Thought about prioritisation, controlling work in progress, and roadmaps.
Then thought about the shuhari of roadmaps. Maybe Shu is the best practice Now, Next, Later roadmap with outcomes that no one takes any notice of. Ha breaks those rules and gives stakeholders a output-focused roadmap with dates. And Ri barely even bothers with the artefact and focuses on conversations and setting up the environment to work in a roadmap-driven way.
Did some work on our OKRs with the hope of streamlining them and aligning them with our roadmap.
Read a bit of The Flow System.
Thought about writing a book about “Uncovering better ways… applying agile principles to leading, working and being in a team” or something like that. But figured I should probably finish the blog post about it first.
Worked on figuring how to explain the flow from goals & needs to work to value. Still very messy.
Added some stuff to my improvement kata. It’s getting harder to know whether one problem is part of/caused by another problem, especially when they have overlapping solutions, but it’s still really useful to have somewhere to document problems and what we’re doing to solve them.
Finally got around to answering the question a colleague asked, “Which of my books would I recommend for product managers?”:
Read Tom Dolan’s fortnote.
Listened to the WB40 podcast with Georgina Shute about her business KindTwo and how she is helping leaders with ADHD to avoid burnout.
I’m changing my three word definition of product management to, ‘discovering worthwhile problems’. It used to be ‘discovering valuable problems’ but I think it’s a bit complicated to think of a problem as valuable, but being worthwhile makes more sense. Worthwhile problems are problems enough people have, aren’t satisfied with the current solution, are willing to change to a new solution, etc.
Got a mention on Matt Ballantine’s blog about understanding the mental models users bring to products and how it informs how they use a product (probably more than the interface does).
Lots more charities are making redundancies. The crisis is just getting started. I don’t think the sector will ever be the same again.

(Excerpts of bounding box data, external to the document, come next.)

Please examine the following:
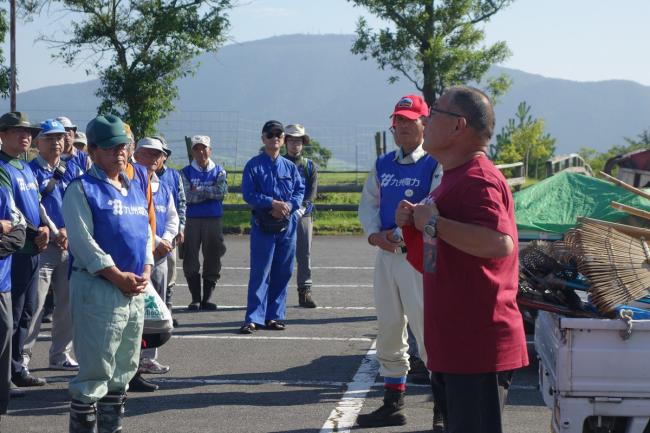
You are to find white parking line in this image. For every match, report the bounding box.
[47,376,429,388]
[176,266,375,271]
[176,283,372,288]
[320,342,379,433]
[172,305,375,311]
[172,335,373,342]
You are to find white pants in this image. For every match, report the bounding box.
[374,250,427,377]
[23,243,73,367]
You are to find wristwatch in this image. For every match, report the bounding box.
[423,215,440,238]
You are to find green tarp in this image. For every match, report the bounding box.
[514,172,650,233]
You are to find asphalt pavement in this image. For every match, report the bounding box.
[0,236,551,433]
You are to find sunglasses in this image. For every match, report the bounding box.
[264,131,284,140]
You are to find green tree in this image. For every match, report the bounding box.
[578,129,650,173]
[348,0,513,104]
[41,0,232,137]
[489,101,555,178]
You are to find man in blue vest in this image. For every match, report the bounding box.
[285,123,318,308]
[181,135,228,311]
[0,186,25,417]
[239,120,305,334]
[156,137,187,327]
[357,95,442,427]
[23,119,79,371]
[0,112,50,387]
[133,137,179,374]
[63,115,154,433]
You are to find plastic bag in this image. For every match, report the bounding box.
[143,283,174,334]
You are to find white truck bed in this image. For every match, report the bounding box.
[535,311,650,433]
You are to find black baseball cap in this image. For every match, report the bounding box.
[262,120,284,134]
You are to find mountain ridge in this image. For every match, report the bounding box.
[5,35,650,165]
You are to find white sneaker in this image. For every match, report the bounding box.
[138,358,169,374]
[50,358,79,371]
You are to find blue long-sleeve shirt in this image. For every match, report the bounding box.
[241,152,305,212]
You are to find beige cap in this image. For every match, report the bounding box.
[191,135,212,147]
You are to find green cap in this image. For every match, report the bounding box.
[86,114,131,149]
[0,111,41,131]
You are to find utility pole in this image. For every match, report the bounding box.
[9,0,16,111]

Almost finished my blog post about product management in charities. Not sure whether I need to add a caveat about it probably not worth most charities investing in product management.
I’ve been trying out OKR’s to get back into delivery planning. It’s easy to decide what I want to do, but really not easy to answer the questions of ‘what am I trying to achieve’ and ‘how will I know when I’ve achieved it’. For example, the three things below are part of my OKR’s going into Q1 because I want to talk to more people, get ready for my new role, and read books. But what am I actually trying achieve and how will I know?
Joined to actual community proper. There are a lot of names I recognise.
Learned a bit about some of Salesforce’s products.
Read a bit more.
I guess this insight is the basis for lots of modern ways of working.
Had a very interesting chat with Matt Ballantine.
Joined Scott Colfer’s product community WhatsApp group.
You can measure bad road design by the number of horns sounded.
Some activities build energy, some drain energy. Arrange daily activities accordingly.